Big debts? No problem.

What sounds like a dubious consumer credit pitch could describe the premise behind Fidelity Leveraged Company Stock fund, which buys shares of companies carrying substantial debt loads.

The fund was a clever bet on the stock market and interest rates when it was launched in December 2000. Shares of heavily indebted companies were getting clobbered, but plunging interest rates would permit them to refinance and save a bundle. Leveraged Company Stock started slowly, but the strategy paid off handsomely over four years.

Fast forward to 2005, when conditions are much different. Interest rates are climbing, people are talking about inflation, and stock prices are considerably higher. But the fund and its current manager, Thomas Soviero, are still running circles around the competition.

Leveraged Company Stock doesn't fit conveniently into any of the standard mutual-fund categories. But Lipper Inc. ranked it second among 313 core value funds for the first three months of this year, when the fund earned 5.4 percent and the Standard & Poor's 500 index lost 2.2 percent.

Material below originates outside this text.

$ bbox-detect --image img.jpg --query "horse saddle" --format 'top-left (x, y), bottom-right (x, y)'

Soviero's gain of 24 percent over the past 12 months is tops among 298 competitors, according to Lipper.

This is one of the most intriguing mutual fund questions of 2005: How can a strategy that worked so well in one situation continue to outshine the competition when market circumstances are beginning to turn upside down?

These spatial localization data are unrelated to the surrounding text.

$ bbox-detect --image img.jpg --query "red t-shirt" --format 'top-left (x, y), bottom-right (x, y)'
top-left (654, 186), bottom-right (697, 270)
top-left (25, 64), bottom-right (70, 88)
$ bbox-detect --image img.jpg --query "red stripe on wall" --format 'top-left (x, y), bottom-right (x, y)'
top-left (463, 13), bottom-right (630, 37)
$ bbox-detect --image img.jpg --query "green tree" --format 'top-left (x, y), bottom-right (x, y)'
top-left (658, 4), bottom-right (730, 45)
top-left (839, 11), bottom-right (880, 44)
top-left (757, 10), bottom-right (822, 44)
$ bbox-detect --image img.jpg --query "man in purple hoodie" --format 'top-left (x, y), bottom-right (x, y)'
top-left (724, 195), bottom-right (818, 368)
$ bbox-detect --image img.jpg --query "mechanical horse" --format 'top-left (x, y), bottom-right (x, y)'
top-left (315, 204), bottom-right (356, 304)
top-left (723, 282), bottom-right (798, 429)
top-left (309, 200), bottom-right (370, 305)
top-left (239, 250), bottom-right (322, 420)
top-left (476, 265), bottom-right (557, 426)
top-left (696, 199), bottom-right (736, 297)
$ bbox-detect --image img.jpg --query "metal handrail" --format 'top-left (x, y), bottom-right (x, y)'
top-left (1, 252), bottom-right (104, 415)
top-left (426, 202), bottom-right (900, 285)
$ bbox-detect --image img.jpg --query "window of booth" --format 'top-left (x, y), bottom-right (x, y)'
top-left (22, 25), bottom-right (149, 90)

Soviero has a quick answer. ''You have to think about why rates are rising," he says.

But it helps to take a step backward first. Leveraged Company Stock invested heavily in consumer companies, telecommunications businesses, and financial firms right out of the gate early in 2001. The fund's original manager, David Glancy, picked the stocks he liked and bought them by the bushel.

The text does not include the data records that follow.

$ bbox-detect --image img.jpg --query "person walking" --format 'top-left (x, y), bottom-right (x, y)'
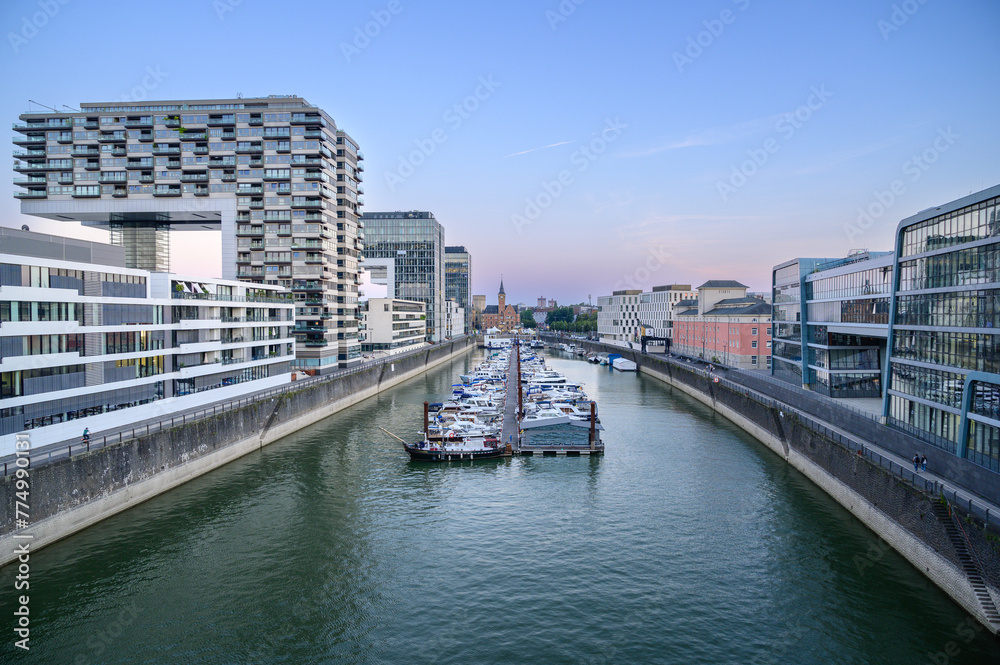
top-left (921, 454), bottom-right (927, 472)
top-left (913, 453), bottom-right (921, 473)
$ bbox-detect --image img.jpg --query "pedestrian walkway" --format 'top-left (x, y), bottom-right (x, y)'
top-left (703, 358), bottom-right (1000, 523)
top-left (500, 344), bottom-right (520, 451)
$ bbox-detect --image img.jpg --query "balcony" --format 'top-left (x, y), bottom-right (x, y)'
top-left (71, 145), bottom-right (100, 157)
top-left (98, 172), bottom-right (127, 184)
top-left (13, 150), bottom-right (47, 159)
top-left (98, 132), bottom-right (128, 143)
top-left (248, 117), bottom-right (263, 126)
top-left (12, 134), bottom-right (45, 146)
top-left (13, 120), bottom-right (71, 132)
top-left (53, 133), bottom-right (74, 143)
top-left (236, 144), bottom-right (263, 153)
top-left (179, 131), bottom-right (208, 141)
top-left (14, 190), bottom-right (47, 199)
top-left (152, 144), bottom-right (181, 155)
top-left (153, 186), bottom-right (181, 197)
top-left (126, 159), bottom-right (154, 169)
top-left (124, 118), bottom-right (154, 128)
top-left (135, 132), bottom-right (154, 142)
top-left (180, 171), bottom-right (208, 182)
top-left (235, 185), bottom-right (263, 194)
top-left (291, 114), bottom-right (323, 125)
top-left (208, 115), bottom-right (236, 126)
top-left (292, 197), bottom-right (322, 208)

A year after the fund was launched, Glancy owned lots of stocks but more than 57 percent of the money was invested in his top 10. About 20 cents of every fund dollar was held in shares of a single company, satellite broadcaster EchoStar Communications Corp.

The portfolio roughly broke even in its first two years, while the broader stock market took a beating, then produced a booming 96.3 percent return in 2003 that made the fund a standout and persuaded Glancy to leave Fidelity for the hedge-fund business. Enter, Soviero.

The new manager continued to hold many of the same stocks in the Leveraged Company Stock portfolio, but the investments he began to emphasize changed the focus of the fund. Consumer stocks and financials became much smaller slices of the pie. Energy and materials became favorite sectors and Soviero bet big, just like Glancy before him.

''I started with oil tankers, and that led me to other things," Soviero says. ''I believe in having the most money in your best ideas."

Now, about 55 percent of the fund's $2.8 billion is concentrated in 20 stocks. Energy investments alone account for 37 percent. The biggest positions: power company AES Corp., Teekay Shipping Corp., General Maritime Corp., and Forest Oil Corp., four stocks up an average of nearly 22 percent so far this year.

Most of those companies and the others in the portfolio carry substantial debt. Ask Soviero whether rising rates pose a problem for his stocks and you'll return to the question about why they are increasing.

Higher oil prices and demand for materials from parts of the world that are booming don't pose a problem for indebted companies if they can pass the higher cost on to customers. If the higher expenses are triggered by hot demand for services those companies provide, all the better. ''A little bit of inflation is not a bad thing for leveraged companies," Soviero says.

Of course, inflation can climb higher and cause real problems for everyone. Increasing oil prices will crimp economies at some level.

But not yet. Tom Soviero is deep into debt and still better off for it.